The Romantic Adventures of Mr. Darby and of Sarah His Wife
Page 15
Sarah smiled. ‘Your ladyship has a wonderful memory. It is over twenty years since last we met.’
‘I never forget a face or a name,’ said the lady.
‘Your lady’s maid Susan Stokes,’ said Sarah, ‘used to be a great friend of mine. I suppose she isn’t still with your ladyship?’
‘Indeed she is,’ said Lady Savershill. ‘Stokes would never leave me, except to get married, and it’s rather late for that now. She’s fifty-two. She’ll be glad to hear I’ve met you.’
‘I’m sure she will. Please give her my best love, my lady,—Sarah Bouch’s best love.’
‘I will. But tell me what your name is now?’
‘Darby, my lady.
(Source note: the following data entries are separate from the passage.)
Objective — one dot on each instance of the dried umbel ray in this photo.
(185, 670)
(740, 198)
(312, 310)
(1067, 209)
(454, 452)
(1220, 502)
I married James Darby, twenty years ago and we have lived happily and quietly in Savershill ever since until a month or two ago when my husband came in for a very large fortune. That’s how we come to be travelling first-class now.’
‘I congratulate you, Mrs. Darby.’
‘Don’t congratulate me, my lady,’ said Sarah sardonically. ‘I’d much rather be free of it. I’ve been accustomed to work all my life and I can’t do without it. I couldn’t bear to be idle. If the money was mine I would give most of it away, and glad to be rid of it. Unfortunately my husband is delighted with his forty thousand a year. He wants to travel and, though we haven’t yet discussed it, I’m sure he’ll want a large house and lots of servants. It was all I could do to stop him storing our furniture and getting rid of our little house in Savershill.’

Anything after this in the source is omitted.